Sem tempo para detalhar os contextos,exemplifico. A curiosidade pela descoberta de um cadáver na novela “ Vindita Braba” mexe com a paz da aldeia. Escreve Othon D`Eça:
“ E já os dois filhos de Manoel Balbino pegavam no defunto,quando o coronel, que vinha de grupo adonde o Alvico da Gertrudes arresmungava por mode o descaso da velha, falou que não fizessem aquilo, que deixassem o homem pra Polícia bulir, pois era proibido cutucar defuntos antes do Delegado.”
O defundo era o Miguelino, vilão da novela, cujas maldades tornavam o “achado”, aquele corpo, motivo de tristeza e celebração.
O Miguelino era mesmo um “demonho,”achava um pescador.
E o outro,respondendo a essa “acusação”:
– Agora,siô! – esse “agora” no sentido de “nada disso”, “onde já se
viu”!
– Cant`eu…- disse o seu interlocutor,(no sentido de “quanto a mim”)
cant`eu aquilo era criatura de ruindades, pois não foi pra boa coisa
que Deus Nosso Senhor o marcou daqueles jeitos.
Em “Mau tempo no Canal” Nemésio elege o velho arpoador de baleias,Tio Amaro da Mirateca,como o tipo heróico-popular da Ilha do Pico. Reunidos numa taberna,os baleeiros pretendem insurgir-se contra uma ordem de arresto dos botes,forjada por um certo Januário Garcia. Perante a revolta dos demais, ele se mantém resoluto, barrando a insurreição.
Escreve Nemésio:
“…o velho,sem,pau, nem pedra,tomava de braços abertos a porta principal do botequim. A luz do reflector do candeeiro de parede dava-lhe na barba alva de neve; e o seu vulto seco,marcado por aquele brinco de mulher que um nariz bem riscado desmentia,parecia Abraão,apontando o caminho de honra a uma Israel tresmalhada”.

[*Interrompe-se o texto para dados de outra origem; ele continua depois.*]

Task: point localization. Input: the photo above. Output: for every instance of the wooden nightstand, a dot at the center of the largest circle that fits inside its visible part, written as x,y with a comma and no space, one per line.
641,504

Tio Amaro declarou sua honra “ultrajada” e ameaçou desistir do seu posto de arpoador,esconjurando:
– D`já hoje em diante já não sou trançador. Essa canalha do mar fez-
me uma grande escândula. Borraram-me as barbas, diante de
mulheres e crianças! A mim! Q`andei um ano no Arioche ,três no
Oeste Negão e dois no Japanis. Eu sou de orelha furada!

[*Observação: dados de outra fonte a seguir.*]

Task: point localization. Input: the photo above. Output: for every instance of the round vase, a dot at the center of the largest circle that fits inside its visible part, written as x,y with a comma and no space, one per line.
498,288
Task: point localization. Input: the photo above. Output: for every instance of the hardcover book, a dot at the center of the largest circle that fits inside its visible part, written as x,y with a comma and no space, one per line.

Esse “D`já hoje” poderia ser ouvido no Ribeirão,ao sul, ou na Lagoinha, ao norte da Ilha de Santa Catarina. Ou esse “Q`anteu,ou Q`antei”.
No conto e na novela de Othon D`Eça e na ficção de Nemésio criou-se um ritmo de pensamento humano e uma lingüística da açorianidade que não se limita a transcrever o rigor do jeito açoriano de falar,mais o amplia e o (re)inventa.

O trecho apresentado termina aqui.